I hope that anyone who's preparing for a TT (or considering it) will read my story and be encouraged - I have no doubt that some people have had less-than-ideal experiences but I am happy to say that that's definitely not a guarantee! I'm hoping that I continue to feel well as I learn to live on Synthroid, and I'm happy that my endocrinologist supports the use of Cytomel and Armour should I feel like I need it in the future. I'd say the key to my successful experience is having a really great endo who I trust and a really experienced surgery team. I know that not everyone lives in NYC and has such access to top-of-the-line physicians, but I'd really encourage the trip to a major city, especially for the surgery. Good luck, and I'm happy to answer any specific questions if anyone has them!


----------



## joplin1975 (Jul 21, 2011)

That's great!! Just remember to pamper yourself and remember that the infamous crash can certainly happen a week or two out. If it doesn't? AWESOME! If it does? You'll still be better off in the long run...it just takes time for those adjustments to sort themselves out. 

So so glad you had a great experience!


----------



## Octavia (Aug 1, 2011)

Thanks for posting, Liz, and welcome! It's always great to hear the good experiences because, as you mentioned, there are so many stories on the 'net about the bad experiences. But you're right...the people who are doing well generally don't spend time on the internet writing about it.

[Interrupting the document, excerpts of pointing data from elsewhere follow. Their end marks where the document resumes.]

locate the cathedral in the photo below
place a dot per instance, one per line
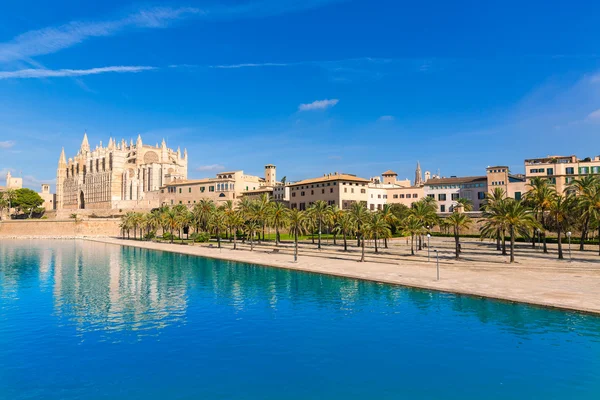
(118, 176)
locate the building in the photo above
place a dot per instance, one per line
(119, 175)
(561, 170)
(49, 198)
(514, 186)
(447, 191)
(337, 189)
(230, 185)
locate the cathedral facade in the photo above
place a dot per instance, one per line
(117, 176)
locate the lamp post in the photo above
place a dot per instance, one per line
(428, 237)
(569, 236)
(437, 256)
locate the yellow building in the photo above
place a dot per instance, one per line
(561, 170)
(337, 189)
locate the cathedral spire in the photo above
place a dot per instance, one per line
(85, 145)
(62, 160)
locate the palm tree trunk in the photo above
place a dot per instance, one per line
(319, 246)
(362, 255)
(512, 244)
(560, 255)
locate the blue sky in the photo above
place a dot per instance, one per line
(313, 86)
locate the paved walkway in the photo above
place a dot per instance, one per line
(550, 283)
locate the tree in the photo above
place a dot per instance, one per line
(361, 217)
(458, 221)
(518, 219)
(278, 218)
(560, 212)
(587, 189)
(344, 225)
(26, 200)
(540, 196)
(320, 212)
(377, 228)
(297, 226)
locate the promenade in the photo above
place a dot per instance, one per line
(536, 278)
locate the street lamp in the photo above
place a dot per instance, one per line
(569, 236)
(437, 256)
(428, 237)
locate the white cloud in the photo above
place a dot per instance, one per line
(318, 105)
(249, 65)
(594, 115)
(59, 73)
(53, 39)
(7, 144)
(211, 167)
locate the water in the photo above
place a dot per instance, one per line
(93, 321)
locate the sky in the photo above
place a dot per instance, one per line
(312, 86)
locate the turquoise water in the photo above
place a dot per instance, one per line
(93, 321)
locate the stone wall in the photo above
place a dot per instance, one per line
(59, 228)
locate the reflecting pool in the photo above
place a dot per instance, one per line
(94, 321)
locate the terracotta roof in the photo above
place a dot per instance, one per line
(330, 178)
(454, 180)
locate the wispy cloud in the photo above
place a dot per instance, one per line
(211, 167)
(594, 115)
(59, 73)
(7, 144)
(53, 39)
(318, 105)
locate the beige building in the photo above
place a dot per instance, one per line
(230, 185)
(118, 175)
(561, 170)
(337, 189)
(500, 177)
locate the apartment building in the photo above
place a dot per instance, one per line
(447, 191)
(561, 170)
(336, 189)
(514, 186)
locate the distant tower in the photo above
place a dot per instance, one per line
(61, 174)
(270, 175)
(418, 175)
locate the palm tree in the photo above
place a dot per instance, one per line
(540, 196)
(413, 227)
(278, 218)
(344, 225)
(297, 226)
(388, 216)
(458, 221)
(234, 222)
(361, 217)
(493, 201)
(560, 211)
(518, 219)
(465, 204)
(218, 223)
(585, 188)
(377, 228)
(320, 212)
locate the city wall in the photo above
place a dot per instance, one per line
(60, 228)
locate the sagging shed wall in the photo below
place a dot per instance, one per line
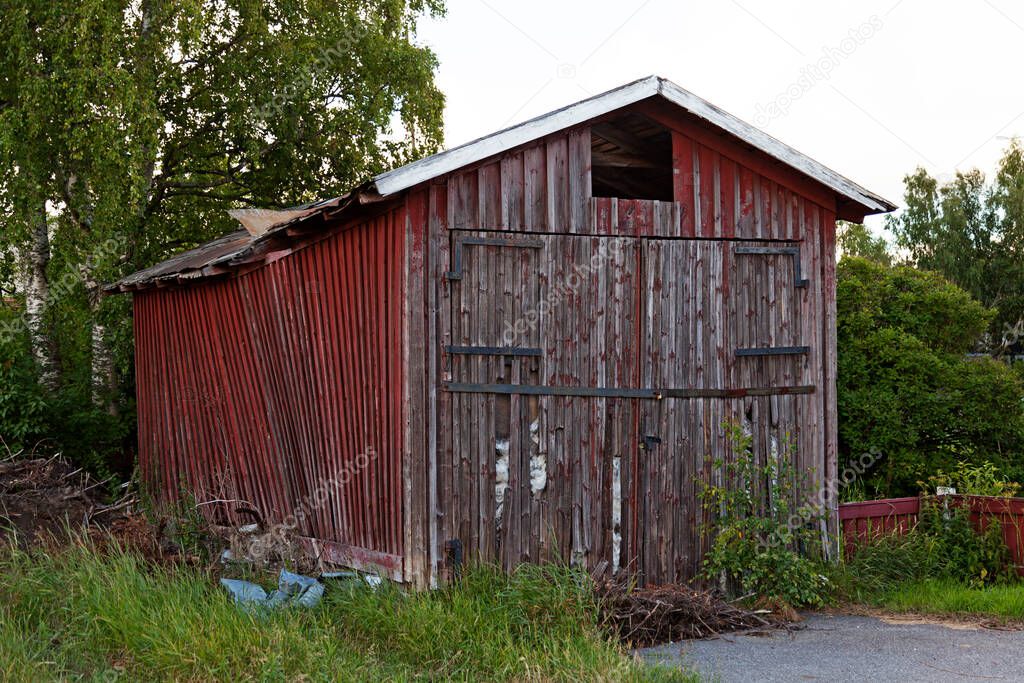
(282, 390)
(586, 433)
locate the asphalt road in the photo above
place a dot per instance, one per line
(854, 648)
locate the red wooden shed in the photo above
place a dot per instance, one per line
(523, 347)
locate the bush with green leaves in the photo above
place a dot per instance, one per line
(968, 479)
(763, 537)
(906, 385)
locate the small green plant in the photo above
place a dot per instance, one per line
(970, 479)
(763, 537)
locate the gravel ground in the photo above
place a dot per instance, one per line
(854, 648)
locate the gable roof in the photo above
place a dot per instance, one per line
(264, 227)
(488, 145)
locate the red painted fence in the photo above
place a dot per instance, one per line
(870, 519)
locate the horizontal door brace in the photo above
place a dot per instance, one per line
(799, 280)
(774, 350)
(494, 350)
(612, 392)
(456, 271)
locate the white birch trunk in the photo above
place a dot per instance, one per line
(102, 359)
(37, 294)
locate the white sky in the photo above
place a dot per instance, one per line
(931, 83)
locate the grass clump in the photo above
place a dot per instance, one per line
(943, 565)
(85, 613)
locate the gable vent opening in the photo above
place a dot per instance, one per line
(631, 158)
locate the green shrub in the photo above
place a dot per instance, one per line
(968, 479)
(762, 535)
(906, 387)
(964, 553)
(23, 403)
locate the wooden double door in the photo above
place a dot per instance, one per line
(589, 381)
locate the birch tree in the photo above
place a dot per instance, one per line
(127, 128)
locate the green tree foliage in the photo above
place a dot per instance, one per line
(972, 231)
(856, 241)
(130, 126)
(907, 388)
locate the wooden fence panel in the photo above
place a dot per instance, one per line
(863, 521)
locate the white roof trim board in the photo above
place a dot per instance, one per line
(445, 162)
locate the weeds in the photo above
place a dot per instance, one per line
(82, 613)
(763, 538)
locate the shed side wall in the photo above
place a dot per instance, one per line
(282, 390)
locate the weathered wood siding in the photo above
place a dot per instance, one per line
(625, 368)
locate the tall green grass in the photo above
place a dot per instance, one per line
(949, 597)
(85, 614)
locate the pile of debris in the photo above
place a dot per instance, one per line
(668, 613)
(43, 498)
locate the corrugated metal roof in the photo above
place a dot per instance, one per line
(231, 250)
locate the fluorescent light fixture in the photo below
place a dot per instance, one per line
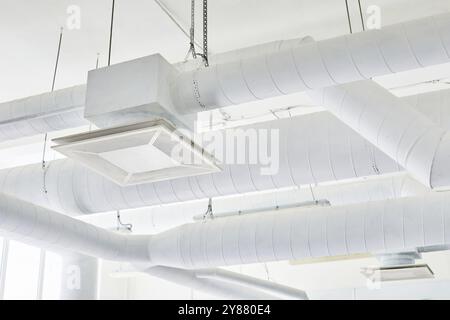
(145, 152)
(395, 273)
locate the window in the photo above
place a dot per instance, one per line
(22, 272)
(3, 253)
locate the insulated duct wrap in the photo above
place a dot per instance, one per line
(314, 65)
(313, 149)
(372, 227)
(53, 231)
(406, 135)
(28, 223)
(61, 109)
(226, 284)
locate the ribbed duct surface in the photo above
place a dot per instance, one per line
(28, 223)
(372, 227)
(406, 135)
(314, 65)
(313, 149)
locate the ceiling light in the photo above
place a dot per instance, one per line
(138, 153)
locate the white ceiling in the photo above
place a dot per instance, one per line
(29, 32)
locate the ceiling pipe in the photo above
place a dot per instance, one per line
(407, 136)
(52, 111)
(313, 149)
(226, 284)
(28, 223)
(314, 65)
(252, 283)
(398, 225)
(260, 72)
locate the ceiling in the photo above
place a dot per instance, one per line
(29, 32)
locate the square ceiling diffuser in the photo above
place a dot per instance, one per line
(133, 154)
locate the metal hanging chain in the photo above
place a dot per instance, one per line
(192, 32)
(121, 225)
(361, 15)
(209, 212)
(192, 50)
(205, 32)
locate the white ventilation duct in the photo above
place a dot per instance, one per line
(313, 149)
(314, 65)
(374, 227)
(406, 135)
(260, 72)
(226, 284)
(53, 231)
(61, 109)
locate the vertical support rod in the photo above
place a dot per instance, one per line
(3, 265)
(348, 16)
(41, 275)
(111, 31)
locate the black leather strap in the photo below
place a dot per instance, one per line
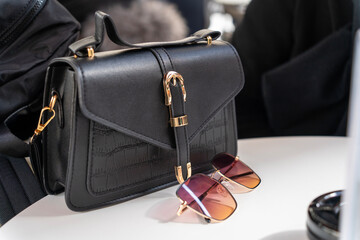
(177, 109)
(103, 21)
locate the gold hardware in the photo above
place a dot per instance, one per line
(209, 40)
(179, 175)
(172, 76)
(91, 52)
(50, 108)
(179, 121)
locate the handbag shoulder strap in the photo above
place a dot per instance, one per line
(104, 22)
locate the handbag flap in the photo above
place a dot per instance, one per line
(123, 89)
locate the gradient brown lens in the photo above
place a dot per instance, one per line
(235, 170)
(207, 196)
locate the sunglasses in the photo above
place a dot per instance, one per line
(206, 195)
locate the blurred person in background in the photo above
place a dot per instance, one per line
(296, 57)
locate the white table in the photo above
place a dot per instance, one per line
(294, 170)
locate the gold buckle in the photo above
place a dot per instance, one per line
(172, 75)
(179, 121)
(171, 78)
(40, 127)
(209, 40)
(91, 53)
(178, 172)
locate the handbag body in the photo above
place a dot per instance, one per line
(110, 139)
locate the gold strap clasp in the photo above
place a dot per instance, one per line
(178, 172)
(40, 127)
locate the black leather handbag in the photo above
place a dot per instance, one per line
(114, 124)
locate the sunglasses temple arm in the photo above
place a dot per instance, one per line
(182, 208)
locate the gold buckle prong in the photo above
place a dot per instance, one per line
(91, 52)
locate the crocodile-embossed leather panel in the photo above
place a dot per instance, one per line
(119, 162)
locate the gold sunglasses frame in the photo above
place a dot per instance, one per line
(184, 205)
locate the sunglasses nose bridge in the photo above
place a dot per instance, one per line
(182, 208)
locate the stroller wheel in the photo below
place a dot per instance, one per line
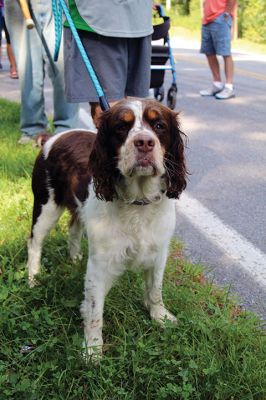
(171, 96)
(159, 93)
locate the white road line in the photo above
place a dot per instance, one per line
(233, 244)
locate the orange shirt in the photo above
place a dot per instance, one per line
(212, 9)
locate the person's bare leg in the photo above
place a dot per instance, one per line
(228, 69)
(214, 67)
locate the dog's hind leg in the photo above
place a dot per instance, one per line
(75, 234)
(44, 218)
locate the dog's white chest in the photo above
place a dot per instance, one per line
(130, 236)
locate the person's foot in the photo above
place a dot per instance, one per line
(225, 94)
(212, 91)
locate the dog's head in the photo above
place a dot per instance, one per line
(138, 138)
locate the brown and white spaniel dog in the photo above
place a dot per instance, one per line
(119, 184)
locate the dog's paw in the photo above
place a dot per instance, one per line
(92, 351)
(160, 314)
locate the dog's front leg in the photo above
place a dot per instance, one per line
(153, 292)
(97, 284)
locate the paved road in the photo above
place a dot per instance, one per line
(221, 217)
(227, 160)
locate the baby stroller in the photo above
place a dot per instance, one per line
(160, 55)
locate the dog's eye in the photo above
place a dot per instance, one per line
(158, 126)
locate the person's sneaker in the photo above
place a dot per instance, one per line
(212, 91)
(225, 94)
(25, 139)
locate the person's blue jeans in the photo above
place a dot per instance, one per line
(32, 62)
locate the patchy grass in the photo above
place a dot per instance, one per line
(217, 351)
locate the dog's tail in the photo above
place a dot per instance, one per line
(42, 139)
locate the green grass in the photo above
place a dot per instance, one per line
(217, 351)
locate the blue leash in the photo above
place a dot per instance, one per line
(59, 6)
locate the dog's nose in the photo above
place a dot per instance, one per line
(144, 144)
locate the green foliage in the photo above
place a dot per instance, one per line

Regarding the calcium pills - geez, that has bothered me since my surgery--why are they so darn big? For a while, I was buying the gummies, but I felt like I should really be a big girl and take the pills. So I finally asked my pharmacist, and she showed me CITRACAL PETITES. Holy buckets, I wish I had known about them sooner! They're half the size of the horse pills!


----------



## LizLemonade (Jan 4, 2013)

Thanks, Joplin & Octavia! Very good to know about a potential "crash" and about the smaller calcium pills - I appreciate it!


----------



## jsgarden1 (Aug 29, 2009)

Liz, thank you so much for posting your surgery details....it makes a person like me, who is scheduled 4/16 breath a lot easier! I am SO glad you are doing well!!! Congrats on such a successful surgery!


----------



## LizLemonade (Jan 4, 2013)

Best of luck with your surgery, jsgarden! Oh, the one thing I didn't write in my initial post is a hilariously simple one but something I wish I had been told: make sure you buy bendy straws to have on hand after the surgery. It didn't cross my mind that I wouldn't be able to tilt my head back to take pills for a few days!


----------



## jsgarden1 (Aug 29, 2009)

LizLemonade said:


> Best of luck with your surgery, jsgarden! Oh, the one thing I didn't write in my initial post is a hilariously simple one but something I wish I had been told: make sure you buy bendy straws to have on hand after the surgery. It didn't cross my mind that I wouldn't be able to tilt my head back to take pills for a few days!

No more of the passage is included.